Hintergrund der ganzen Debatte ist ein Koalitionspapier, auf das sich CDU/CSU und FDP Ende Juni in Bonn geeinigt hatten. Darin heißt es, die Reform der Bundesbahn könne „nicht allein aus dem Bundeshaushalt“ bestritten werden. Im Finanzministerium wird die Formel inzwischen umgedeutet. Dort heißt es, die Bahnreform könne „nicht bestritten werden aus den normalen Haushaltsmitteln“ — will heißen, Theo Waigel plant dafür keine müde Mark ein. Vielmehr solle Krause auf der EG- Ebene die Schwerlastabgabe zur Finanzierung durchsetzen. „Erst wenn das nicht funktioniert, wird man sich erneut Gedanken machen müssen“, so die Sprecherin Waigels.

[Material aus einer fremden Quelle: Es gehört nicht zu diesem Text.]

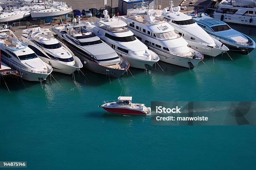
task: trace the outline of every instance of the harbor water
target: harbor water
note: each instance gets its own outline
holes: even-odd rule
[[[256,40],[255,28],[230,24]],[[106,113],[122,95],[153,101],[256,101],[256,52],[206,56],[193,70],[162,62],[118,79],[82,70],[0,86],[0,161],[29,170],[255,169],[255,126],[151,126],[150,116]],[[123,89],[123,90],[122,90]],[[4,169],[3,168],[3,169]]]

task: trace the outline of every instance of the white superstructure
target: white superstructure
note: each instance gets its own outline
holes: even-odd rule
[[[71,74],[83,66],[80,60],[57,40],[49,29],[37,27],[23,30],[23,41],[54,71]]]
[[[74,19],[76,21],[75,19]],[[82,24],[56,27],[53,31],[77,56],[84,68],[95,72],[119,78],[129,68],[129,62],[95,34],[82,31]]]
[[[61,2],[59,5],[54,5],[49,6],[45,3],[43,9],[36,10],[31,12],[33,19],[41,19],[56,17],[67,14],[72,11],[71,7],[69,7],[64,2]]]
[[[52,68],[38,58],[35,52],[20,41],[13,32],[0,28],[0,50],[2,60],[13,70],[22,74],[22,78],[41,81],[52,71]]]
[[[159,56],[160,60],[190,69],[196,66],[203,59],[203,55],[189,48],[173,27],[164,20],[153,16],[150,11],[120,18],[126,22],[137,38]]]
[[[0,11],[0,22],[8,22],[20,20],[29,15],[27,11],[14,11],[13,9]]]
[[[256,26],[256,0],[223,0],[213,15],[225,22]]]
[[[189,47],[213,57],[228,50],[224,44],[212,38],[198,26],[191,17],[180,12],[179,6],[173,8],[172,5],[169,11],[164,9],[160,17],[166,20],[174,28],[174,32],[186,40]]]
[[[126,23],[115,17],[110,18],[106,10],[103,13],[104,18],[96,22],[85,22],[84,28],[95,33],[128,60],[131,67],[145,69],[159,60],[156,53],[134,37]]]

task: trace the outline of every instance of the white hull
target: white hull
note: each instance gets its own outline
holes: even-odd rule
[[[160,61],[174,65],[193,69],[201,61],[201,60],[186,58],[164,52],[150,46],[149,48],[158,55]]]
[[[61,63],[58,61],[51,60],[44,57],[38,56],[39,58],[46,63],[51,63],[51,65],[52,67],[53,71],[59,72],[61,73],[71,75],[73,72],[80,70],[80,68],[76,67],[72,65],[69,65],[64,63]],[[73,56],[75,61],[75,65],[81,64],[82,66],[80,60],[76,56]]]
[[[8,13],[10,13],[10,14],[8,15]],[[4,15],[6,16],[4,17]],[[19,20],[28,15],[28,15],[27,12],[26,12],[3,13],[0,15],[0,22],[5,22]]]
[[[215,47],[210,47],[199,43],[190,41],[189,40],[186,39],[186,40],[189,44],[189,47],[196,49],[204,55],[216,57],[228,50],[228,48],[225,46],[223,47],[223,49],[216,48]]]
[[[46,11],[45,12],[45,10]],[[72,9],[71,8],[67,10],[60,10],[57,9],[49,9],[47,10],[42,10],[39,11],[32,11],[31,14],[31,17],[32,18],[40,19],[42,18],[51,18],[63,15],[72,12]]]
[[[249,10],[249,9],[248,9]],[[253,12],[254,12],[253,11]],[[214,18],[221,20],[223,14],[220,12],[214,12],[213,15]],[[223,14],[223,21],[226,22],[233,23],[235,24],[246,25],[248,25],[256,26],[256,17],[243,15],[240,14]],[[251,18],[251,22],[250,22]]]
[[[47,56],[47,54],[42,50],[41,48],[35,44],[30,39],[28,40],[27,38],[24,37],[23,36],[21,36],[23,41],[23,42],[25,42],[27,45],[30,47],[30,45],[31,45],[35,48],[36,48],[38,50],[40,51],[46,56]],[[27,41],[29,41],[28,43],[27,43]],[[62,45],[63,44],[61,43]],[[31,47],[31,48],[32,47]],[[68,49],[67,47],[65,48],[69,51],[70,52],[72,53],[71,51]],[[67,74],[68,75],[71,75],[73,72],[80,70],[80,68],[83,67],[81,61],[77,57],[73,56],[73,58],[75,62],[74,65],[69,65],[66,62],[63,62],[57,60],[53,60],[51,58],[46,58],[40,56],[39,54],[37,54],[38,57],[40,58],[46,64],[50,64],[50,65],[52,67],[53,69],[53,71],[59,72],[61,73]]]
[[[6,64],[8,65],[9,67],[15,70],[18,72],[20,72],[22,74],[22,78],[28,80],[33,81],[41,81],[45,80],[46,78],[52,72],[52,68],[49,65],[46,64],[47,69],[49,70],[47,73],[44,73],[42,72],[32,72],[31,71],[28,71],[23,69],[17,65],[15,62],[12,62],[10,64],[10,62],[6,60],[5,58],[2,58],[2,59]]]
[[[156,61],[149,60],[147,62],[144,60],[140,60],[138,58],[135,58],[129,55],[121,53],[118,51],[116,50],[115,52],[118,54],[120,55],[121,57],[125,58],[127,61],[128,61],[130,63],[130,67],[134,68],[145,69],[146,68],[147,65],[152,66],[156,62],[159,60],[157,60]]]

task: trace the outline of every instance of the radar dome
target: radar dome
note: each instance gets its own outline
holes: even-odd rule
[[[108,10],[105,10],[103,11],[103,15],[108,15]]]

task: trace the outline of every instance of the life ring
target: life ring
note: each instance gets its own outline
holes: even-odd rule
[[[221,15],[221,17],[220,17],[220,20],[223,21],[223,18],[224,18],[224,15],[222,14],[222,15]]]

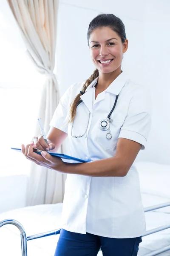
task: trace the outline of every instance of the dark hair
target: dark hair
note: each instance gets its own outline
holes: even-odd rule
[[[91,20],[88,26],[87,39],[89,47],[89,41],[91,33],[96,29],[103,27],[110,28],[116,32],[121,38],[122,43],[123,44],[125,43],[126,39],[126,35],[125,26],[121,20],[112,14],[99,14]],[[76,116],[77,105],[79,101],[81,99],[80,96],[85,92],[88,86],[98,76],[99,70],[98,69],[96,69],[83,84],[81,91],[82,93],[79,93],[71,104],[69,123],[73,122]]]

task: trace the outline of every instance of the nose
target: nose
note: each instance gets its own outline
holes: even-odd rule
[[[105,47],[104,46],[101,46],[100,50],[99,55],[101,57],[104,57],[106,56],[106,55],[108,55],[108,49],[106,47]]]

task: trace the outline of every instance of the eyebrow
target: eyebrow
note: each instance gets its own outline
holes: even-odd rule
[[[110,40],[113,40],[113,39],[116,39],[116,40],[118,40],[117,38],[110,38],[110,39],[108,39],[108,40],[106,40],[106,42],[108,42],[108,41],[110,41]],[[99,44],[99,42],[97,42],[96,41],[91,41],[91,42],[90,42],[90,44],[91,44],[91,43],[96,43],[97,44]]]

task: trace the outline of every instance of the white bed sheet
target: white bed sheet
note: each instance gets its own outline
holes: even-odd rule
[[[142,203],[144,208],[170,201],[170,166],[138,162]],[[60,228],[62,204],[37,205],[0,214],[0,220],[14,218],[24,227],[27,236]],[[147,229],[170,224],[170,207],[145,213]],[[54,256],[59,235],[28,241],[28,256]],[[170,244],[170,229],[143,237],[138,256]],[[15,227],[0,228],[0,255],[21,256],[20,233]],[[100,251],[98,256],[102,256]],[[159,256],[170,256],[165,252]]]
[[[162,198],[146,193],[142,194],[144,207],[167,201]],[[14,218],[24,227],[26,235],[30,236],[60,228],[62,209],[62,203],[37,205],[9,211],[0,215],[0,220]],[[147,230],[170,224],[170,207],[156,210],[145,213]],[[167,209],[169,209],[169,212]],[[142,256],[150,251],[170,244],[170,229],[142,238],[138,255]],[[54,256],[59,236],[29,241],[27,242],[28,256]],[[2,253],[2,254],[1,254]],[[162,255],[169,255],[164,253]],[[21,255],[20,233],[17,228],[11,225],[0,229],[0,255]],[[98,256],[102,255],[100,251]]]

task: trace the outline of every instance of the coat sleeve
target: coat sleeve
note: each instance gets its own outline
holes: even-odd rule
[[[142,87],[136,91],[130,100],[119,138],[136,141],[144,149],[151,125],[151,97],[149,90]]]
[[[74,84],[69,87],[60,98],[50,123],[50,126],[57,128],[66,133],[68,133],[70,105],[74,85]]]

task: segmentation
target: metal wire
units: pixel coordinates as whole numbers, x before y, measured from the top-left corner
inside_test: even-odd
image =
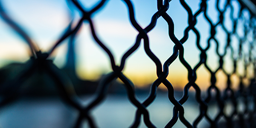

Vorschläge für das genaue Konzept der Straßenbenutzungsgebühr lagen gestern im Finanzministerium noch nicht vor. Der Sprecher des Verkehrsministers, Hans-Jürgen Scholz, sagte aber, in seinem Haus favorisiere man nicht mehr die Vignette, für die jährlich eine Gebühr entrichtet wird. Vielmehr sollen die Zeiträume, für die mit der Gebühr bezahlt wird, „deutlich unter einem Jahr liegen“. Diese Monatsmarke sei sinnvoller, weil sie erlaube, wenigstens ein Stück zwischen Vielfahrern und Wenigfahrern zu unterscheiden, und die Wenigfahrer auch weniger zu belasten. Die Marken würden zwar einen gewissen Verwaltungsaufwand erfordern, räumte Scholz ein, aber ohne Straßenbenutzungsgebühr könnten die ausländischen Laster bei der Durchreise durch die Bundesrepublik nicht richtig zur Kasse gebeten werden. „Die LKWs mit dem 800-Liter-Tank fahren bei einer höheren Mineralölsteuer einfach durch die Bundesrepublik durch“, so Scholz.

Die SPD reagierte hämisch auf die Finanzdebatten in der Union. Der finanzpolitische Sprecher der SPD- Fraktion, Joachim Poß, ätzte, „die Union gleicht derzeit steuerpolitisch einem Hühnerhaufen, in dem jeder vor sich hin gackert“. So harsch wollte es ein Sprecher der CDU/ CSU-Fraktion Bajohr nicht sagen. Aber auch er räumte gestern ein, daß es Interpretationsspielräume gebe.